Then, on above-mentioned hole injection layer top, using shape the methods of vacuum vapour deposition, spin-coating method, casting method, LB methods Into hole transmission layer (HTL) substance, but from the aspect of being easy to get uniform film quality and being not likely to produce pin hole, preferably by true Empty vapour deposition method is formed.In the case where forming hole transmission layer using above-mentioned vacuum vapour deposition, evaporation condition is according to using Compound and it is different, but in general it is preferred that selected under equal condition and range when with forming hole injection layer.

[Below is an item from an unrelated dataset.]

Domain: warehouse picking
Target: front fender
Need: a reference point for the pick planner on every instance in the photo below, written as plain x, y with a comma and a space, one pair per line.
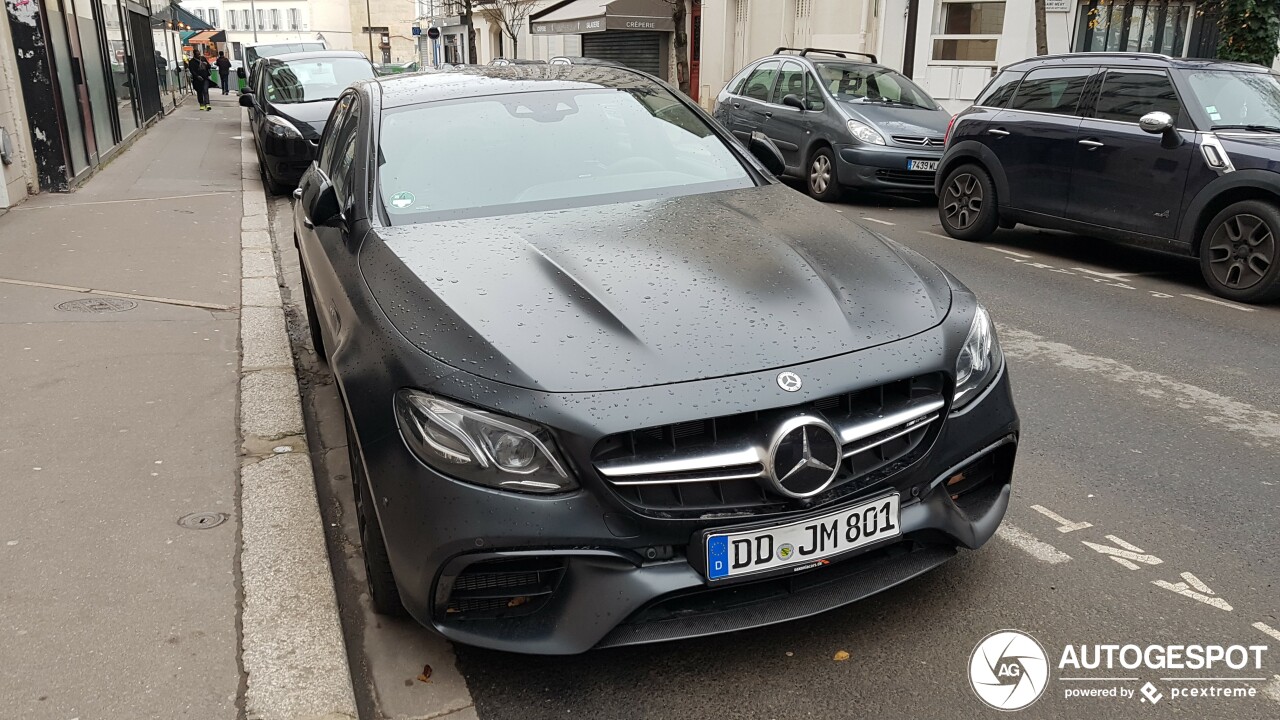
973, 151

In addition, above-mentioned hole transmission layer substance is not particularly limited, the chemical combination represented by the chemical formula 1 of the present invention can be used Object is arbitrarily selected from known substance conventional used in hole transmission layer and is used.Specifically, in addition to the present invention's Other than compound represented by chemical formula 1, the carbazoles such as N- phenyl carbazoles, polyvinylcarbazole can be used in above-mentioned hole transmission layer substance Derivative；N, N'- bis- (3- aminomethyl phenyls)-N, N'- diphenyl-[1,1- xenyls] -4,4'- diamines (TPD), N.N'- bis- (naphthalene -1- bases)-N,N' diphenyl benzidine (α-NPD) etc. has conventional amine derivative of aromatic condensation ring etc..

Later, it on above-mentioned hole transmission layer top, is formed using the methods of vacuum vapour deposition, spin-coating method, casting method, LB methods Luminescent layer (EML) substance, but from the aspect of being easy to get uniform film quality and being not likely to produce pin hole, preferably by vacuum evaporation Method is formed.In the case where forming luminescent layer using above-mentioned vacuum vapour deposition, evaporation condition is different according to the compound used, But it in general it is preferred that is selected under condition and range almost the same when with forming hole injection layer.In addition, above-mentioned luminescent layer material Material can be used alone the present invention chemical formula 1 represented by compound or as main body.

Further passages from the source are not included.